At times, Gambhira Dance is also performed in duet or in-group, depending upon the number of participants. The characters of the dance represent Puranic deities like Shiva, Parvati, Kali, etc. The big drum Dhak is primarily used as the principal accompanying instrument and the song, sung in eulogy of Lord Shiva and the tunes are loud and coarse, giving an added glory to its form. Gambhira songs are assumed to have originated from the worship of the god Shiva, since he is also known as 'Gambhir'. In ancient times, Gambhira used to be celebrated as Puja,but in the medieval period, most Hindu communities started celebrating the Puja of 'Dharma thakur' (a popular god of the Hindus) on the last three days of the Bengali year. This later on, was known as the 'gajan of Shiva'. In the past, Shiva was imagined to be present at the time of actual performance.

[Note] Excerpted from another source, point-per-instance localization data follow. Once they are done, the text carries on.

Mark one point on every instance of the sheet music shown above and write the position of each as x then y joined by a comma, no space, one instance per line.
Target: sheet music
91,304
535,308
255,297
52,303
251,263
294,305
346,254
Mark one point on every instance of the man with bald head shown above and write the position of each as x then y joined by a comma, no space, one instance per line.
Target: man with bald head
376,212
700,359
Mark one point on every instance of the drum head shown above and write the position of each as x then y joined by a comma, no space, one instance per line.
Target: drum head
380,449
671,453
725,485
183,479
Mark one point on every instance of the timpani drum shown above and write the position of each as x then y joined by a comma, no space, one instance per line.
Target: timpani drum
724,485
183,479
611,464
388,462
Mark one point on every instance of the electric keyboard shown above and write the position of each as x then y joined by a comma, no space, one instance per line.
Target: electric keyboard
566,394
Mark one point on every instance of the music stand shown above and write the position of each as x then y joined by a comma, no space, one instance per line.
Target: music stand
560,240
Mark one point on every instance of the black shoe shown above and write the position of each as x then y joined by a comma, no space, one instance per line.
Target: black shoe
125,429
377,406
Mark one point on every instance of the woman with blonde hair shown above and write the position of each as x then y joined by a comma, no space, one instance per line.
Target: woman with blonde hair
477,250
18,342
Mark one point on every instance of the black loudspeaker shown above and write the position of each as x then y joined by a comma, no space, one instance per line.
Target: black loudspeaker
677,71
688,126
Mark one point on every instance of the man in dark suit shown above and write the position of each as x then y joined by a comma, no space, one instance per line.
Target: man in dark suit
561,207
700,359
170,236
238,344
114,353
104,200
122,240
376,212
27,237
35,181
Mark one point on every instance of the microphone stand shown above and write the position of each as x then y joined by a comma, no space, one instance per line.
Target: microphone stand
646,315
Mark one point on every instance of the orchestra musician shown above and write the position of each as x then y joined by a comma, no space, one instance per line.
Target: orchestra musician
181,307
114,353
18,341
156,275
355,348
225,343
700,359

The songs of Gambhira originated among the Hindu community of Maldah in West Bengal, completely in its theme formation. After the creation of Pakistan, Chapai Nawabganj in Rajshahi became the main center of Gambhira songs. With time, Gambhira songs have undergone many changes in terms of theme and style of its presentation. Later, Muslims became the custodians of these songs and made many changes in its form, as it was an integral part of their social life and their culture by the time. Therefore, apart from Rajshahi, Gambhira songs are also popular in Nawabganj and Naogaon.
At present, the main characters in the Gambhira are a maternal grandfather and his grandson. The performance is usually structured as a dialogue between them, interspersed with songs for fluent flow, where the dialogues consists of both prose and poetry. The Gambhira reflects contemporary social problems through witty dialogues, songs, dances and jokes. Sometimes it also reflects a generation contradiction in opinions & choices.
The costumes for this performance are very simple, since both the performers wear lungis. The gray-bearded grandfather wears a mathal i.e. straw hat on his head and holds a stick in his hand, whereas, the grandson wears a torn jersey and has a gamchha, a local checked towel that is tied around his waist.
In the past, Gambhira songs were sung in the measures of ektal, trital, dadra, khemta, kaharba but nowadays, the tunes are more influenced by songs from popular Bangla and Hindi movies in terms of music. The Gambhira songs were made popular by Kutubul Alam, Rakibuddin, Biren Ghosh and Mahbubul Alam of Nawabganj in their regions. They tried to introduce many new subjects and characters as its content with interesting and witty dialogues.